When we do treadmill stress testing we try to push the patient to about 85% of their MPHR. That’s generally a universally-accepted threshold that guarantees an adequate level of stress. Some people attain that level within the first couple of minutes on the treadmill, while others may not get there until they are in the more advanced stages of the test. In general, patients who are more physically fit can go harder and longer on the treadmill before they reach 85% of their MPHR.
So let’s answer the question: How high should a cardiac patient push his or her heart rate during routine exercise? I know what advice I give my patients (summarized at the bottom) but I sought out several second opinions. I queried some of my esteemed partners on what advice their give their patients on this subject and was surprised to learn that most of them rely on their clinical judgment (rather than formulas) to guide their suggestions.

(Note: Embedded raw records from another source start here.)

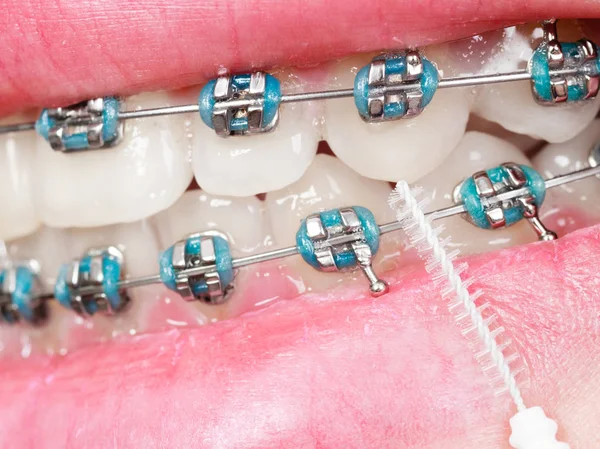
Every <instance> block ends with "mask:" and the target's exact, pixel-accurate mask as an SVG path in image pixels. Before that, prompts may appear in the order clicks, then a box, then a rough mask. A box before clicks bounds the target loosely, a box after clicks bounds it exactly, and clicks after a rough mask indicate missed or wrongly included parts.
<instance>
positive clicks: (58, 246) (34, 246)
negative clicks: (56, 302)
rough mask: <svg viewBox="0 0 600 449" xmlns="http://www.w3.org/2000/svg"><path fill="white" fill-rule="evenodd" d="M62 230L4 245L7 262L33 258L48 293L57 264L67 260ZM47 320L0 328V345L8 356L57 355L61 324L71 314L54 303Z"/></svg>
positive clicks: (60, 334) (25, 238)
mask: <svg viewBox="0 0 600 449" xmlns="http://www.w3.org/2000/svg"><path fill="white" fill-rule="evenodd" d="M67 248H68V237H67V233H66V231H65V230H62V229H52V228H47V227H42V228H40V229H39V230H38V231H37V232H35V233H34V234H32V235H30V236H27V237H23V238H20V239H17V240H14V241H12V242H10V243H9V244H8V245H7V250H8V256H9V259H10V260H12V261H14V262H19V261H20V262H24V261H26V260H30V259H35V260H36V261H37V262H38V263H39V266H40V273H39V278H40V280H41V283H42V285H43V290H44V292H51V291H52V286H53V285H54V282H55V279H56V275H57V273H58V270H59V268H60V265H61V264H62V263H64V262H65V261H67V260H68V259H69V255H68V251H67ZM48 309H49V310H48V314H49V320H48V322H47V323H45V324H43V325H42V326H40V327H32V326H8V325H0V334H1V335H0V342H2V343H3V344H4V345H5V346H6V348H5V353H6V355H8V356H11V355H13V356H16V357H23V358H27V357H29V355H31V354H34V353H35V354H49V355H51V354H59V353H60V352H61V349H62V348H63V347H64V338H63V333H64V327H63V323H64V322H65V320H67V319H68V318H69V317H71V315H72V314H71V312H69V311H67V310H66V309H64V308H62V307H61V306H59V305H58V304H57V303H56V302H55V301H50V303H49V304H48Z"/></svg>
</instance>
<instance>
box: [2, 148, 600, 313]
mask: <svg viewBox="0 0 600 449" xmlns="http://www.w3.org/2000/svg"><path fill="white" fill-rule="evenodd" d="M589 162H590V167H587V168H584V169H581V170H578V171H575V172H571V173H568V174H564V175H560V176H556V177H554V178H550V179H547V180H544V179H543V178H542V176H541V175H540V174H539V173H538V172H536V171H535V170H534V169H533V168H531V167H527V166H525V165H518V164H515V163H511V162H507V163H504V164H501V165H500V166H498V167H494V168H491V169H488V170H484V171H480V172H477V173H474V174H473V175H472V176H470V177H468V178H467V179H465V180H464V181H463V182H461V183H460V184H458V185H457V186H456V188H455V190H454V201H455V205H454V206H450V207H446V208H443V209H438V210H435V211H431V212H428V213H426V214H425V216H426V217H427V218H428V219H430V220H441V219H444V218H447V217H451V216H455V215H462V216H463V217H464V218H465V219H466V220H467V221H469V222H470V223H472V224H473V225H475V226H477V227H479V228H482V229H489V230H494V229H501V228H505V227H507V226H511V225H512V224H514V223H517V222H519V221H521V220H523V219H525V220H527V221H528V222H529V223H530V224H531V226H532V229H533V231H534V232H535V234H536V236H537V237H538V239H539V240H541V241H549V240H554V239H556V238H557V235H556V234H555V233H554V232H552V231H551V230H549V229H547V228H546V227H545V226H544V224H543V223H542V221H541V220H540V218H539V216H538V211H539V208H540V207H541V205H542V203H543V201H544V198H545V195H546V190H547V189H550V188H555V187H559V186H562V185H565V184H568V183H571V182H576V181H580V180H583V179H586V178H589V177H592V176H598V177H600V146H595V147H594V148H592V150H591V152H590V158H589ZM401 229H403V224H402V223H400V222H398V221H394V222H390V223H385V224H381V225H378V224H377V222H376V221H375V217H374V216H373V214H372V212H371V211H370V210H369V209H367V208H365V207H361V206H351V207H342V208H338V209H332V210H327V211H323V212H317V213H313V214H311V215H309V216H308V217H306V218H305V219H304V220H303V221H302V222H301V224H300V227H299V229H298V231H297V233H296V245H295V246H290V247H286V248H280V249H276V250H272V251H268V252H264V253H261V254H255V255H250V256H244V257H240V258H235V259H234V258H233V257H232V255H231V251H230V247H229V243H228V240H227V237H226V235H225V234H224V233H222V232H220V231H216V230H210V231H205V232H198V233H194V234H191V235H188V236H186V237H185V238H183V239H182V240H179V241H177V242H176V243H175V244H174V245H172V246H171V247H169V248H167V249H166V250H165V251H164V252H162V253H161V254H160V256H159V261H158V263H159V273H158V274H154V275H149V276H144V277H136V278H128V277H127V276H126V273H125V250H126V249H125V248H122V247H118V246H113V245H109V246H106V247H101V248H93V249H89V250H87V251H85V252H84V254H83V255H82V256H81V257H80V258H78V259H75V260H73V261H71V262H69V263H66V264H64V265H62V267H61V268H60V270H59V273H58V275H57V278H56V282H55V284H54V286H47V287H46V288H48V287H53V291H51V292H50V291H48V290H44V286H43V285H42V283H41V281H40V279H39V277H38V273H39V271H40V264H39V262H38V261H36V260H35V259H29V260H11V259H9V258H8V257H7V252H6V251H1V250H2V248H5V246H4V244H2V245H0V257H1V258H0V262H2V259H4V261H3V262H4V263H3V266H2V269H0V321H4V322H6V323H8V324H17V323H19V322H23V323H26V324H31V325H41V324H43V323H44V322H45V321H46V320H47V319H48V308H47V305H48V302H49V301H53V300H56V301H57V302H58V303H59V304H60V305H62V306H64V307H65V308H67V309H69V310H71V311H73V312H75V313H78V314H79V315H81V316H83V317H90V316H92V315H94V314H96V313H103V314H106V315H113V314H118V313H120V312H122V311H124V310H125V309H126V307H127V305H128V303H129V296H128V294H127V291H128V289H130V288H136V287H141V286H145V285H152V284H163V285H164V286H166V287H167V288H168V289H170V290H172V291H175V292H177V293H178V294H179V295H180V296H181V297H182V298H183V299H185V300H187V301H202V302H205V303H207V304H221V303H224V302H226V301H227V300H228V298H229V296H230V294H231V292H232V290H233V284H234V278H235V271H236V270H237V269H238V268H241V267H245V266H249V265H254V264H260V263H264V262H267V261H272V260H279V259H283V258H287V257H293V256H296V255H300V256H301V257H302V259H303V260H304V261H305V262H306V263H308V264H309V265H310V266H312V267H313V268H314V269H316V270H318V271H322V272H326V273H335V272H344V271H351V270H357V269H360V270H361V271H362V272H363V274H364V275H365V277H366V279H367V281H368V283H369V292H370V294H371V295H372V296H374V297H379V296H381V295H384V294H386V293H387V292H388V290H389V286H388V284H387V282H386V281H385V280H383V279H381V278H380V277H379V276H378V275H377V273H376V272H375V270H374V269H373V266H372V261H373V259H374V257H375V255H376V254H377V251H378V249H379V243H380V237H381V236H382V235H384V234H387V233H391V232H396V231H399V230H401Z"/></svg>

Dr. Shirley Huerter, a youthful but seasoned heart expert and Creighton alum, modestly couched her response by saying “You will hate my very un-scientific answer,” which led me to believe that she, like I, uses common sense to drive her recommendations and suggests that patients ignore heart rate all together. Her advice:
“I tell him that he should be short of breath, but able to carry on a conversation while exercising. If he couldn’t talk to the person next to him, then he is working too hard and if he isn’t short of breath at all, then he’s not working hard enough. This allows patients to gradually increase exercise as their cardiovascular fitness improves, and still use the same guideline.”
It turns out that this is the exact same advice I give to my patients.

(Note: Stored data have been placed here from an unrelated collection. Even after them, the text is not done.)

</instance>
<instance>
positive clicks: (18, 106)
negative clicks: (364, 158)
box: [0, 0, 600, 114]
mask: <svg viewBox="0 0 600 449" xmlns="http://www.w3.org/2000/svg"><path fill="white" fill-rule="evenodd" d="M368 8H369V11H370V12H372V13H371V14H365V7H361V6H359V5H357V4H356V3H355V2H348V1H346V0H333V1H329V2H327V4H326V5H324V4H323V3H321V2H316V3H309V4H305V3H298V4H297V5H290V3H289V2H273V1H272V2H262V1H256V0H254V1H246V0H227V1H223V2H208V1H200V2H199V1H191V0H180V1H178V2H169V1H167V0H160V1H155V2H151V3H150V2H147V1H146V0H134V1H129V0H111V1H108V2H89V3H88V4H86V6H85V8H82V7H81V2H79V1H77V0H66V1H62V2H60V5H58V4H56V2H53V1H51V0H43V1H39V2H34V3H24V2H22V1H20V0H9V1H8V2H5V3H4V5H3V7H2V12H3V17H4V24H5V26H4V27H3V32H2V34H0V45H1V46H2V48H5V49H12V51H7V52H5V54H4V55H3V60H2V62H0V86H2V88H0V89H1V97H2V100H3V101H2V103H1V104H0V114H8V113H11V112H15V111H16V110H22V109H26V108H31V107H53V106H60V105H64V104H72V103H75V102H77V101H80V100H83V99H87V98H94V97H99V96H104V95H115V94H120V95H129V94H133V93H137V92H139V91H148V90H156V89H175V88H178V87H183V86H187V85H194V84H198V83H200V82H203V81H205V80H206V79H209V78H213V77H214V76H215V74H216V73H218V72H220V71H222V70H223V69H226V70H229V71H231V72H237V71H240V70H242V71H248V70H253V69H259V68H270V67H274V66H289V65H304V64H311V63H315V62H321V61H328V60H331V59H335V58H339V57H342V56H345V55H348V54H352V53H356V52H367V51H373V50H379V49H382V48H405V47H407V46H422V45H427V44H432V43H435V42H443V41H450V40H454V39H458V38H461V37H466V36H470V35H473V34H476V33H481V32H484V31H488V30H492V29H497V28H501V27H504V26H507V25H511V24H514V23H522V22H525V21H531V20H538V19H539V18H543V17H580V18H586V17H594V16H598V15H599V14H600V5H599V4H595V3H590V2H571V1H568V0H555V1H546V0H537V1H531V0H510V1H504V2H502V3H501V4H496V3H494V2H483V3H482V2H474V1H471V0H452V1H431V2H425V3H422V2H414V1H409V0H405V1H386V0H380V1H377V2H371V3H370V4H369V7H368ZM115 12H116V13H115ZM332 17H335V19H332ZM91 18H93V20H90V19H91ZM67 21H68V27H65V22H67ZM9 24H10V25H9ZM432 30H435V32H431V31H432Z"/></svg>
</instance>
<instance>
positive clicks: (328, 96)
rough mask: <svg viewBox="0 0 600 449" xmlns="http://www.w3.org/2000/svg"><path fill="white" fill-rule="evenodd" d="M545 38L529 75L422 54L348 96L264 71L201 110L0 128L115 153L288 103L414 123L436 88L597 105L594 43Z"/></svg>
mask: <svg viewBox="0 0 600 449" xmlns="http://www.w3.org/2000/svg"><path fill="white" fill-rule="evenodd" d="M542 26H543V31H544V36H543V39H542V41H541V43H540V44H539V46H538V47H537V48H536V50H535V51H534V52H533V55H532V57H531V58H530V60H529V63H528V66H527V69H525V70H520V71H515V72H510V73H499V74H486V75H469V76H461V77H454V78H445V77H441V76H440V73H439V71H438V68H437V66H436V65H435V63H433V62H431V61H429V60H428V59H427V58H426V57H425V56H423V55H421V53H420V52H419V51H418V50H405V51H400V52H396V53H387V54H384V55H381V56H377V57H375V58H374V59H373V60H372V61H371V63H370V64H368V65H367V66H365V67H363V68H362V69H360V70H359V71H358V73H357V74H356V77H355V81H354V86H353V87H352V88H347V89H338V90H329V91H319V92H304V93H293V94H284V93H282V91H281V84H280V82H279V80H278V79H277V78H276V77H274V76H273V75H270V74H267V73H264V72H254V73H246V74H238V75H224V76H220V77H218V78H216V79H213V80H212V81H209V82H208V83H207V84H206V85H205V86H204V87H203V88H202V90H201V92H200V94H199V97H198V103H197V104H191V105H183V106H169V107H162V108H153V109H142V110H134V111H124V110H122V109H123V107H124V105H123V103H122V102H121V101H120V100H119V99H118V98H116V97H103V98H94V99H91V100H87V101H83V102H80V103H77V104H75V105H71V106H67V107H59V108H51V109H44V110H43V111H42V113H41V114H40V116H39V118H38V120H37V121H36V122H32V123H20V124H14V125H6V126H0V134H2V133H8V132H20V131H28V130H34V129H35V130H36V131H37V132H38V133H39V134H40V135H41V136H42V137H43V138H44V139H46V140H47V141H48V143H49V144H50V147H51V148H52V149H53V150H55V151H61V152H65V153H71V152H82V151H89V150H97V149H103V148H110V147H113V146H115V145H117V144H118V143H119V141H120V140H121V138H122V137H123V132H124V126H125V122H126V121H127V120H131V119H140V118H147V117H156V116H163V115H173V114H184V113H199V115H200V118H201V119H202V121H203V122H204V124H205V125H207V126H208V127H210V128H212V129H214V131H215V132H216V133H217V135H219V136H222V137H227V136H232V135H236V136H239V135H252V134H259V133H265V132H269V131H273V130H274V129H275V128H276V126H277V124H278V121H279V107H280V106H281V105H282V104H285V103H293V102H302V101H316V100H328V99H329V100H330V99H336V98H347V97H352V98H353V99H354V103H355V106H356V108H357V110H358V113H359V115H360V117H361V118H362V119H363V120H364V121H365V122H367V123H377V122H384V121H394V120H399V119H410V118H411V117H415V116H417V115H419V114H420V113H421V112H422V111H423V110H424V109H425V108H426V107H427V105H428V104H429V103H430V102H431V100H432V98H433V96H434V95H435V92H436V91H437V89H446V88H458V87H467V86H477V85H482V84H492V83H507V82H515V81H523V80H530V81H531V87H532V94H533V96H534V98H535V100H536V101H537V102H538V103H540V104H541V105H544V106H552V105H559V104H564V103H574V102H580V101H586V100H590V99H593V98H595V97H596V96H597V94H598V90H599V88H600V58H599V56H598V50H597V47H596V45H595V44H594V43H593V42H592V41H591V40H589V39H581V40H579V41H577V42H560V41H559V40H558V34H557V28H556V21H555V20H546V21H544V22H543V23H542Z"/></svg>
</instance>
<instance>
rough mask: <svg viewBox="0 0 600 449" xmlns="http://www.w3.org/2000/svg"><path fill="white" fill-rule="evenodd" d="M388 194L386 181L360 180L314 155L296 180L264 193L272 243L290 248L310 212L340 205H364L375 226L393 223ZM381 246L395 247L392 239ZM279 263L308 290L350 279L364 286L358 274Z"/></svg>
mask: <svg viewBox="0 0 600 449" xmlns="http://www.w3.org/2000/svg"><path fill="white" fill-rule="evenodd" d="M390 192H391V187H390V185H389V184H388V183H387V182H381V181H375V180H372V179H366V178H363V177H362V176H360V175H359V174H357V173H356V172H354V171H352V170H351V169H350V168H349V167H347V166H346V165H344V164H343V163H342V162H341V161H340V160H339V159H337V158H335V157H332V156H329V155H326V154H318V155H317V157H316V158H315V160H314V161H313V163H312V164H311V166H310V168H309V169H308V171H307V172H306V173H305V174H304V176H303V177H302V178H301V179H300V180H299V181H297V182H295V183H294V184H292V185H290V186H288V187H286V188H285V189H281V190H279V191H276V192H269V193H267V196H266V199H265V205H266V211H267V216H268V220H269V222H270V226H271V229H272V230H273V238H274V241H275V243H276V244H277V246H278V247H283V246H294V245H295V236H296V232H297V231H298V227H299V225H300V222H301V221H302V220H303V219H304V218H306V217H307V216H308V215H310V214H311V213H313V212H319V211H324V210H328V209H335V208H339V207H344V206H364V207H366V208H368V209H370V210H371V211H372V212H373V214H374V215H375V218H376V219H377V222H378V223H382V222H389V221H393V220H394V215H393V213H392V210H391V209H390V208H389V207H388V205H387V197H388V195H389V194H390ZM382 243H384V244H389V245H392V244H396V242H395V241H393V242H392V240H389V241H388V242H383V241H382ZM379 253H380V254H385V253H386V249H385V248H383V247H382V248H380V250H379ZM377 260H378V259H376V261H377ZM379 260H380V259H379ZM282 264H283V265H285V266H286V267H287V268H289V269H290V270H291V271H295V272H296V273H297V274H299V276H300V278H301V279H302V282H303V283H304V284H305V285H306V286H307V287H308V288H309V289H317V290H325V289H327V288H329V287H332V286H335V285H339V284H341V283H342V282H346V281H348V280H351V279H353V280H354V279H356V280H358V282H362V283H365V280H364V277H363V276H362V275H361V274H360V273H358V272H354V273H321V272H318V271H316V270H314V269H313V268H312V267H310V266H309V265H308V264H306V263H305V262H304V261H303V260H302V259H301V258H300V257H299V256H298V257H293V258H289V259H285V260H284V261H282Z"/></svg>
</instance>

Dr. Atul Ramachandran, another Creighton grad and father of two, also resists putting a peak level on heart rate with exercise. He adds that he feels higher heart rates should be sought if a patient really wants to improve their aerobic fitness rather than just burn calories.
Both Drs. Jeffrey Carstens (an interventional cardiologist who did his training in the Navy) and Joseph Thibodeau (a UNL man with cardiology training in Kansas City) both advocate a treadmill stress test prior to clearing a patient for full exercise. Dr. Carstens adds:
“If I have a patient who wants to exercise vigorously—to, say, greater than 85% MPHR—then I will usually do a stress test on them prior to clearance, to look for any evidence of ischemia (inadequate blood supply to the heart muscle due to blockage of the coronary blood vessels). If they don’t want to really push it, I am pretty comfortable with 70-75% routinely.”

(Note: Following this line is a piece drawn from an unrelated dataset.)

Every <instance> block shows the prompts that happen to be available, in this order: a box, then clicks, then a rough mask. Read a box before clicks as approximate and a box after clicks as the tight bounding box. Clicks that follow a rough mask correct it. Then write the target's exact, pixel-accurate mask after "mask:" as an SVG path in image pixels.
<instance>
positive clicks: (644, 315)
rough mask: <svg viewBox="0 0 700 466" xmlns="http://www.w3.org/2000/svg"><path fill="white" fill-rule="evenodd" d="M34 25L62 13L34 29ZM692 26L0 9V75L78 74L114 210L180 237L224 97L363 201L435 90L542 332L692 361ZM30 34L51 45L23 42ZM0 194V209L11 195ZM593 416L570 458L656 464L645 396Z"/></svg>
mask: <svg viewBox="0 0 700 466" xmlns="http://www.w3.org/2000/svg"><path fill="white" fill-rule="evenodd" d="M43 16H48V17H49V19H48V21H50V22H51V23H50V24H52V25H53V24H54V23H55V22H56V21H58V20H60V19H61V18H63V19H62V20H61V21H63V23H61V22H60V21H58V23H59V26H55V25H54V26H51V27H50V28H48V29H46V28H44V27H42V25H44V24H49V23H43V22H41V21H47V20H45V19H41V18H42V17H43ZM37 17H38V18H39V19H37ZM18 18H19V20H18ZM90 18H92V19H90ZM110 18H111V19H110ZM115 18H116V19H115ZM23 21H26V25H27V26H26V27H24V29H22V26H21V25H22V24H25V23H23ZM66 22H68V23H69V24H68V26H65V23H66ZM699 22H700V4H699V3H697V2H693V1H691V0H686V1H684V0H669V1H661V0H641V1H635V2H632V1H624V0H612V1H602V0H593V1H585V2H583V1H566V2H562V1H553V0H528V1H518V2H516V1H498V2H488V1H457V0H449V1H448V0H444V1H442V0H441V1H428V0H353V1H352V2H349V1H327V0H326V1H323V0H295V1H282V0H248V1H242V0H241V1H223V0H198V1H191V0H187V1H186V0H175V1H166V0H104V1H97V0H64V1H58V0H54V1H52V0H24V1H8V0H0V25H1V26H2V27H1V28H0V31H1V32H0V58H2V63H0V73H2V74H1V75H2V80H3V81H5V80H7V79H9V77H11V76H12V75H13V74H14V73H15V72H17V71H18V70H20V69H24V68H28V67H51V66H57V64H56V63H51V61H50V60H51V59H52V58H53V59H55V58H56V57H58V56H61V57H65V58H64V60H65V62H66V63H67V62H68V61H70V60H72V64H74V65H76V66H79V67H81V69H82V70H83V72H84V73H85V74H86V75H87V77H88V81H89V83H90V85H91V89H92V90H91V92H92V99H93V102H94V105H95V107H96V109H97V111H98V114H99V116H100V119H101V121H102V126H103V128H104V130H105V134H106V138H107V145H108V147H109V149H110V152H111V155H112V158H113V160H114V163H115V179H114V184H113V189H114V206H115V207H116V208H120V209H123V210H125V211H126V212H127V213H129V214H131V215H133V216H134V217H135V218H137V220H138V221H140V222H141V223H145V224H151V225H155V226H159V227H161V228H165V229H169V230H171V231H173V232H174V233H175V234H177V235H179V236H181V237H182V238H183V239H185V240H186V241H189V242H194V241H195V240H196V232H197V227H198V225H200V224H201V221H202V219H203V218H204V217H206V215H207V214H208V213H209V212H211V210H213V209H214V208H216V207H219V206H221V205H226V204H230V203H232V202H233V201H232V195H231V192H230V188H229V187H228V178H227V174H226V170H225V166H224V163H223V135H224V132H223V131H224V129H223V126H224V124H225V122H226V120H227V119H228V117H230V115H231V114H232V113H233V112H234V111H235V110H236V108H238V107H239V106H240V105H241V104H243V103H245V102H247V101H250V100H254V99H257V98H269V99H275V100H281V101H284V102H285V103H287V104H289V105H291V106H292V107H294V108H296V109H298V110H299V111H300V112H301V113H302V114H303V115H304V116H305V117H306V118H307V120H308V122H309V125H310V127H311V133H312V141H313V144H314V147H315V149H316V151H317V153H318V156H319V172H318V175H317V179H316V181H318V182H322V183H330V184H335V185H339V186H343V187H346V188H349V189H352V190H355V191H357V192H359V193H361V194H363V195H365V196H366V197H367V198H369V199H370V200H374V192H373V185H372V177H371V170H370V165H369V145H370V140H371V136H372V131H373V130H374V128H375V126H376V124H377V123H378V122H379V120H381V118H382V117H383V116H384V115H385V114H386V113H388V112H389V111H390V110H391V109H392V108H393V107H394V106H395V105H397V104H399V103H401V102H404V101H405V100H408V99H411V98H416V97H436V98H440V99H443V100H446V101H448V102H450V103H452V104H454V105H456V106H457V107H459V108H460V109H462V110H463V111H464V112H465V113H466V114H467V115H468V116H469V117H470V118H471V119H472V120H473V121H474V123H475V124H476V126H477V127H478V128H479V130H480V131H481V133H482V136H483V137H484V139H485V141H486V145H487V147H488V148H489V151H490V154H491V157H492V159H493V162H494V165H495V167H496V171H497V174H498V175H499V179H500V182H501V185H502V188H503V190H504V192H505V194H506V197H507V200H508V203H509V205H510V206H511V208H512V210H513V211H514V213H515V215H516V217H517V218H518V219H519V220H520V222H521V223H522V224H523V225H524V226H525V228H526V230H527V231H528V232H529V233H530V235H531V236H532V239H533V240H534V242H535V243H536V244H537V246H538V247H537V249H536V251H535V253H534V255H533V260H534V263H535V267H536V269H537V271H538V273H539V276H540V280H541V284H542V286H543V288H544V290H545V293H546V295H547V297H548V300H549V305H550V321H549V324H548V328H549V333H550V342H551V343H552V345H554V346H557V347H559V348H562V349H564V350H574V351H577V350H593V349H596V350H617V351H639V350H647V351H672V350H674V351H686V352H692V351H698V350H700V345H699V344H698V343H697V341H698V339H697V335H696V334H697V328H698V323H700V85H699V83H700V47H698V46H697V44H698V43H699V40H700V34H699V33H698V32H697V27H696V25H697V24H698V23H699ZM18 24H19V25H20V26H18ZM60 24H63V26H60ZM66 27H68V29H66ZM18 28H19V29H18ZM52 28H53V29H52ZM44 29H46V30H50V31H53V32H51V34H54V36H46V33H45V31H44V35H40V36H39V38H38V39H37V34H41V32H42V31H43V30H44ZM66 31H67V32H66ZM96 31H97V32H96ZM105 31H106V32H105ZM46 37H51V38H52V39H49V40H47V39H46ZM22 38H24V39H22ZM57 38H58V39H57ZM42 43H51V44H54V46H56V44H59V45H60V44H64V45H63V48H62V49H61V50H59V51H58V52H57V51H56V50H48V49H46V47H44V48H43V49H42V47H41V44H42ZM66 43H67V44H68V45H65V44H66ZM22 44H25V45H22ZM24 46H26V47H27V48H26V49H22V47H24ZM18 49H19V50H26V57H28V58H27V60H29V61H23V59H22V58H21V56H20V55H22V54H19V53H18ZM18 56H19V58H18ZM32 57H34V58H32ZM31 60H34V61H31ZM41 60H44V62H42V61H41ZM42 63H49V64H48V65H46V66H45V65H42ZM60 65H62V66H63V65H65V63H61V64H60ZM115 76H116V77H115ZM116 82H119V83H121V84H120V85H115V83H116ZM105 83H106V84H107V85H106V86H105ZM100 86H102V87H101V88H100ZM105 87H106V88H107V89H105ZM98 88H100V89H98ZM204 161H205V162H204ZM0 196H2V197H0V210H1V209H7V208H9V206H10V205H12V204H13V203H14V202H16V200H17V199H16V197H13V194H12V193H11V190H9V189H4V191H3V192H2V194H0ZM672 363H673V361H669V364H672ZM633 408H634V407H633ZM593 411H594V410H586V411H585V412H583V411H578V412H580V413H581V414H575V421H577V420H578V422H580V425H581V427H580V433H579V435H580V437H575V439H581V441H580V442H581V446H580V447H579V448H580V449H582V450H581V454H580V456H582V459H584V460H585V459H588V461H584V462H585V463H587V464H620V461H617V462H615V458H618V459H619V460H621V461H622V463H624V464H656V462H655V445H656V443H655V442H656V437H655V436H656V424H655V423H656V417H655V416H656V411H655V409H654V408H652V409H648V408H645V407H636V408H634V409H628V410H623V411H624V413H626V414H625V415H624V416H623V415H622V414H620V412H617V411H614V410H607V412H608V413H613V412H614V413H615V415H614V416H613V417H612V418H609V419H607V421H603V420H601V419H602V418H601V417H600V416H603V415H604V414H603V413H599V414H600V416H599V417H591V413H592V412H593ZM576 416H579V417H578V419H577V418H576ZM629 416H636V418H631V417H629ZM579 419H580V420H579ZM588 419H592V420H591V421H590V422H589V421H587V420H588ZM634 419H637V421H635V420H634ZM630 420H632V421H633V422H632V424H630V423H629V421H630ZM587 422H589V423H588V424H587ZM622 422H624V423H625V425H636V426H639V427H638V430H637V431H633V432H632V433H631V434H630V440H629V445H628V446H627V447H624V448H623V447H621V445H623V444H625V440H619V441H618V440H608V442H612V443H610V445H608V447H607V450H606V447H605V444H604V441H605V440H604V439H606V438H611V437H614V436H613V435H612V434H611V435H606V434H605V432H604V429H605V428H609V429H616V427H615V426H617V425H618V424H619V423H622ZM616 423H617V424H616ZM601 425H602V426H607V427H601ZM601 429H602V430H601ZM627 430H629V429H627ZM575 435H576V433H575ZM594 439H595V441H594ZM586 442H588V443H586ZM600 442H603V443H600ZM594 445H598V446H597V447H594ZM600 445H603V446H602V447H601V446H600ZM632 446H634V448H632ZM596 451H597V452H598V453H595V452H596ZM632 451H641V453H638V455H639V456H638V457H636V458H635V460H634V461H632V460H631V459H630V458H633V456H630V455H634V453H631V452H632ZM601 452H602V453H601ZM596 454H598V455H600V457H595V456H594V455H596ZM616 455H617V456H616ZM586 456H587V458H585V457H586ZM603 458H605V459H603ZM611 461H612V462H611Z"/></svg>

After looking at the responses of my partners I’ve come to the following conclusions:
- If you are starting an exercise program after a life of sedentary inactivity, or if you have risk factors for heart disease and don’t usually exercise, you should probably talk to your doctor and consider undergoing a treadmill stress test.
- There is likely no limit to how high you can push your heart rate with vigorous exercise if you feel good, have no chest pain, and have been cleared by your doctor.
- Just because you’ve had heart problems doesn’t mean that you need to forever curb your activity level. Ask your cardiologist specifically if you are allowed to exercise without restriction—most patients are.
- Use common sense when you exercise and back off if you think you are having a problem. Otherwise, go out there and whip yourself into the best shape of your life!